[PVE-User] Quorum Activity blocked
Piviul
piviul at riminilug.it
Mon Nov 7 08:44:03 CET 2022
Good morning sirs, in a 3 nodes proxmox 6.4 all the 3 nodes seems to
works, all vm guest continue to works but If I try to start a vm guest
the starting fails with the message: "cluster not ready - no quorum?
(500)". This is the cluster manager status:
# pvecm status
Cluster information
-------------------
Name: CSA-cluster1
Config Version: 3
Transport: knet
Secure auth: on
Quorum information
------------------
Date: Mon Nov 7 08:37:20 2022
Quorum provider: corosync_votequorum
Nodes: 1
Node ID: 0x00000002
Ring ID: 2.91e
Quorate: No
Votequorum information
----------------------
Expected votes: 3
Highest expected: 3
Total votes: 1
Quorum: 2 Activity blocked
Flags:
Membership information
----------------------
Nodeid Votes Name
0x00000002 1 192.168.255.2 (local)
These are the first logs in syslog showing that some problem occurs:
Nov 4 23:38:01 pve02 systemd[1]: Started Proxmox VE replication runner.
Nov 4 23:38:26 pve02 corosync[1703]: [KNET ] link: host: 3 link: 0
is down
Nov 4 23:38:26 pve02 corosync[1703]: [KNET ] host: host: 3 (passive)
best link: 0 (pri: 1)
Nov 4 23:38:26 pve02 corosync[1703]: [KNET ] host: host: 3 has no
active links
Nov 4 23:38:28 pve02 corosync[1703]: [TOTEM ] Token has not been
received in 2737 ms
Nov 4 23:38:30 pve02 corosync[1703]: [KNET ] rx: host: 3 link: 0 is up
Nov 4 23:38:30 pve02 corosync[1703]: [KNET ] host: host: 3 (passive)
best link: 0 (pri: 1)
Nov 4 23:38:32 pve02 corosync[1703]: [QUORUM] Sync members[2]: 1 2
Nov 4 23:38:32 pve02 corosync[1703]: [QUORUM] Sync left[1]: 3
Nov 4 23:38:32 pve02 corosync[1703]: [TOTEM ] A new membership
(1.873) was formed. Members left: 3
Nov 4 23:38:32 pve02 corosync[1703]: [TOTEM ] Failed to receive the
leave message. failed: 3
Nov 4 23:38:32 pve02 pmxcfs[1578]: [dcdb] notice: members: 1/1626, 2/1578
Nov 4 23:38:32 pve02 pmxcfs[1578]: [dcdb] notice: starting data
syncronisation
Nov 4 23:38:32 pve02 pmxcfs[1578]: [status] notice: members: 1/1626, 2/1578
Nov 4 23:38:32 pve02 pmxcfs[1578]: [status] notice: starting data
syncronisation
Nov 4 23:38:32 pve02 corosync[1703]: [QUORUM] Members[2]: 1 2
Nov 4 23:38:32 pve02 corosync[1703]: [MAIN ] Completed service
synchronization, ready to provide service.

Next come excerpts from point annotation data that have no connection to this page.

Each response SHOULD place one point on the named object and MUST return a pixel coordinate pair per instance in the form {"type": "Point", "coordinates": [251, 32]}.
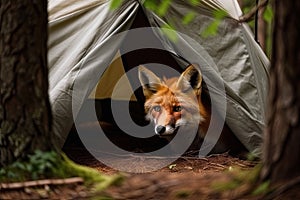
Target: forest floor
{"type": "Point", "coordinates": [212, 177]}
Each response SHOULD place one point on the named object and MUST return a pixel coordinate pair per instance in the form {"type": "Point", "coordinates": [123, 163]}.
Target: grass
{"type": "Point", "coordinates": [48, 165]}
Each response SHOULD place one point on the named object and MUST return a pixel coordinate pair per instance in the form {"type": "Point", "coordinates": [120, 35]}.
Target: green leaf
{"type": "Point", "coordinates": [151, 5]}
{"type": "Point", "coordinates": [115, 4]}
{"type": "Point", "coordinates": [188, 18]}
{"type": "Point", "coordinates": [268, 14]}
{"type": "Point", "coordinates": [170, 32]}
{"type": "Point", "coordinates": [163, 7]}
{"type": "Point", "coordinates": [212, 29]}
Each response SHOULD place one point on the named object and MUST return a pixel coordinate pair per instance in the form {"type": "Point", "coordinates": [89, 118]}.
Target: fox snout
{"type": "Point", "coordinates": [164, 130]}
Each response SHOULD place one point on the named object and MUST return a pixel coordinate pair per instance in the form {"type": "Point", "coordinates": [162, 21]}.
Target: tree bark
{"type": "Point", "coordinates": [25, 118]}
{"type": "Point", "coordinates": [262, 29]}
{"type": "Point", "coordinates": [281, 154]}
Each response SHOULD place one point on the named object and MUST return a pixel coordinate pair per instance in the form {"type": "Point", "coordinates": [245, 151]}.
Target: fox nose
{"type": "Point", "coordinates": [160, 129]}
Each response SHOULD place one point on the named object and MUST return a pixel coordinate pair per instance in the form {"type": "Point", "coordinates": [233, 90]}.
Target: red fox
{"type": "Point", "coordinates": [176, 102]}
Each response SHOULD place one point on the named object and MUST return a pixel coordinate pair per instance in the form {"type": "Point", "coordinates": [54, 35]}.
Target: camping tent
{"type": "Point", "coordinates": [86, 40]}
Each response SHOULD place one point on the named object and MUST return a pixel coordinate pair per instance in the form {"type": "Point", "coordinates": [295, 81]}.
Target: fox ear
{"type": "Point", "coordinates": [149, 81]}
{"type": "Point", "coordinates": [190, 78]}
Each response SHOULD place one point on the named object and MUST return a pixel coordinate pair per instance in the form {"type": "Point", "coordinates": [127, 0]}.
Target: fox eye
{"type": "Point", "coordinates": [156, 108]}
{"type": "Point", "coordinates": [177, 108]}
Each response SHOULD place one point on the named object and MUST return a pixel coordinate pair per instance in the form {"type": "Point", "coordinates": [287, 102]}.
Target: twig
{"type": "Point", "coordinates": [248, 16]}
{"type": "Point", "coordinates": [19, 185]}
{"type": "Point", "coordinates": [287, 185]}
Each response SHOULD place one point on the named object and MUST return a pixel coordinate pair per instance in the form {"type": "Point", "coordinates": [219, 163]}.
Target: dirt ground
{"type": "Point", "coordinates": [185, 178]}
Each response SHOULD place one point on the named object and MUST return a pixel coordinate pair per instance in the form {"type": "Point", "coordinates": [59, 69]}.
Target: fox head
{"type": "Point", "coordinates": [175, 102]}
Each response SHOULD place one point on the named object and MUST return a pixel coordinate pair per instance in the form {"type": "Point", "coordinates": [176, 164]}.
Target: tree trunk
{"type": "Point", "coordinates": [25, 117]}
{"type": "Point", "coordinates": [281, 156]}
{"type": "Point", "coordinates": [262, 29]}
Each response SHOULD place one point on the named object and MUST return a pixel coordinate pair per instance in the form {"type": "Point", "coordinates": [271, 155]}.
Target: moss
{"type": "Point", "coordinates": [183, 194]}
{"type": "Point", "coordinates": [41, 165]}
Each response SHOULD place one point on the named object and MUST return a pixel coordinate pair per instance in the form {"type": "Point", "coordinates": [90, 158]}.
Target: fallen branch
{"type": "Point", "coordinates": [18, 185]}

Nov 4 23:38:32 pve02 pmxcfs[1578]: [dcdb] notice: received sync request
(epoch 1/1626/00000009)
Nov 4 23:38:32 pve02 pmxcfs[1578]: [status] notice: received sync
request (epoch 1/1626/00000009)
Nov 4 23:38:32 pve02 pmxcfs[1578]: [dcdb] notice: received all states
Nov 4 23:38:32 pve02 pmxcfs[1578]: [dcdb] notice: leader is 1/1626
Nov 4 23:38:32 pve02 pmxcfs[1578]: [dcdb] notice: synced members:
1/1626, 2/1578
Nov 4 23:38:32 pve02 pmxcfs[1578]: [dcdb] notice: all data is up to date
Nov 4 23:38:32 pve02 pmxcfs[1578]: [dcdb] notice: dfsm_deliver_queue:
queue length 2
Nov 4 23:38:32 pve02 pmxcfs[1578]: [status] notice: received all states
Nov 4 23:38:32 pve02 pmxcfs[1578]: [status] notice: all data is up to date
Nov 4 23:38:32 pve02 pmxcfs[1578]: [status] notice: dfsm_deliver_queue:
queue length 46
Nov 4 23:38:34 pve02 corosync[1703]: [KNET ] link: host: 3 link: 0
is down
Nov 4 23:38:34 pve02 corosync[1703]: [KNET ] host: host: 3 (passive)
best link: 0 (pri: 1)
Nov 4 23:38:34 pve02 corosync[1703]: [KNET ] host: host: 3 has no
active links
Nov 4 23:38:41 pve02 corosync[1703]: [KNET ] link: host: 1 link: 0
is down
Nov 4 23:38:41 pve02 corosync[1703]: [KNET ] host: host: 1 (passive)
best link: 0 (pri: 1)
Nov 4 23:38:41 pve02 corosync[1703]: [KNET ] host: host: 1 has no
active links
Nov 4 23:38:42 pve02 corosync[1703]: [TOTEM ] Token has not been
received in 2737 ms
Nov 4 23:38:43 pve02 corosync[1703]: [TOTEM ] A processor failed,
forming new configuration: token timed out (3650ms), waiting 4380ms for
consensus.
Nov 4 23:38:48 pve02 corosync[1703]: [QUORUM] Sync members[1]: 2
Nov 4 23:38:48 pve02 corosync[1703]: [QUORUM] Sync left[1]: 1
Nov 4 23:38:48 pve02 corosync[1703]: [TOTEM ] A new membership
(2.877) was formed. Members left: 1
Nov 4 23:38:48 pve02 corosync[1703]: [TOTEM ] Failed to receive the
leave message. failed: 1
Nov 4 23:38:48 pve02 pmxcfs[1578]: [dcdb] notice: members: 2/1578
Nov 4 23:38:48 pve02 pmxcfs[1578]: [status] notice: members: 2/1578
Nov 4 23:38:48 pve02 corosync[1703]: [QUORUM] This node is within the
non-primary component and will NOT provide any services.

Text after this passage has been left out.